[Math] Using Chain Rule in Matrix Differentiation

derivativesmatricesmatrix-calculusneural networks

I have the following parameters and their respective dimension:

$X:2\times 1$, $W_1:7\times2$, $W_2:1\times7$, $B_1: 7\times 1$ and $B_2:1\times1$, with the following formulation:

$Y=W_2H+B_2$ where $H=\verb+ReLU+(W_1X+B_1)$, the rectified linear unit applied element-wise ($\verb+ReLU+(x)=\max(0,x)$). I want to compute $$\frac{\partial Y}{\partial W_1},$$
by using the chain rule. Hence, I compute

$$\frac{\partial Y}{\partial W_1}=\frac{\partial Y}{\partial H}\cdot\frac{\partial H}{\partial W_1}$$

which is equal to $$W_2\cdot\frac{\partial H}{\partial W_1}.$$

My problem is computing $\frac{\partial H}{\partial W_1}$. I take out $X^T$ from this, by using chain rule, but then it doesn't match the dimesnion for multiplication. How do we go about taking the derivative of $H$ w.r.t. $W_1$, which is a $7\times 2$ matrix?

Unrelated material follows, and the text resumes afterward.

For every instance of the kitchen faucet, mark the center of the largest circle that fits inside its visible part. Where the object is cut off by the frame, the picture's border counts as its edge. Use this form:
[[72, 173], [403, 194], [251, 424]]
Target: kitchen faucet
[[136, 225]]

I was told that the final result has dimesnion $7\times2$, but no matter how I arrange things, I can't come up with the correct result.

Best Answer

Rather than the chain rule, let's tackle the problem using differentials.

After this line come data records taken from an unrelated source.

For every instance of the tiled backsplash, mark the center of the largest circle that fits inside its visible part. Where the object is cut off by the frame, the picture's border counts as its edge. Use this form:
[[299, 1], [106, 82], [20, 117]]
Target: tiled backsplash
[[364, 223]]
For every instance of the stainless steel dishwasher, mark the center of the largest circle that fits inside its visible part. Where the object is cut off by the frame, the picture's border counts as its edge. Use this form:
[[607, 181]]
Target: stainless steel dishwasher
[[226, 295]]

Let's use the convention that an upppercase letter is a matrix, lowercase is a column vector, and a greek letter is a scalar. Now let's define some variables and their differentials $$\eqalign{ z &= W_1x+b_1 &\implies dz=dW_1\,x \cr h &= {\rm relu}(z) &\implies dh={\rm step}(z)\odot dz = s\odot dz \cr }$$ where ${\rm step}(z)$ is the Heaviside step function. Both the relu and step functions are applied elementwise to their arguments.

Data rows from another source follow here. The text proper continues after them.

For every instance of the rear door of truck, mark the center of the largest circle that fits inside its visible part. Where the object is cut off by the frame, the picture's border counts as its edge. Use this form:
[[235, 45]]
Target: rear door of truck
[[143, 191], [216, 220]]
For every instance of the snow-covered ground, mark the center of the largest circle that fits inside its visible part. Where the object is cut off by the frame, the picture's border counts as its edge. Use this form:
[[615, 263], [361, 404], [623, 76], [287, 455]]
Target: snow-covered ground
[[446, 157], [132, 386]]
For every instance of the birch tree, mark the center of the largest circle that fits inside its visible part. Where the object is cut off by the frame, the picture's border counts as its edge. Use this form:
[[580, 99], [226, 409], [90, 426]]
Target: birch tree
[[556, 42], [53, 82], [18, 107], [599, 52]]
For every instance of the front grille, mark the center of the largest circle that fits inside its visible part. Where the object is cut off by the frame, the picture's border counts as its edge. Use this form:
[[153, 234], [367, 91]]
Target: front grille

Now take the differential and gradient of the function. $$\eqalign{ \phi &= w_2^Th + \beta_2 \cr &= w_2:h + \beta_2 \cr \cr d\phi &= w_2:dh \cr &= w_2:(s\odot dz) \cr &= (s\odot w_2):dz \cr &= (s\odot w_2):dW_1\,x \cr &= (s\odot w_2)x^T:dW_1 \cr \cr \frac{\partial\phi}{\partial W_1} &= (w_2\odot s)x^T \cr &= \Big(w_2\odot{\rm step}(W_1x+b_1)\Big)x^T \cr\cr }$$ In the above, I used the notations $$\eqalign{ &A:B = {\rm tr}(A^TB) \cr &A\odot B \cr }$$ for the trace/Frobenius and elementwise/Hadamard products, respectively.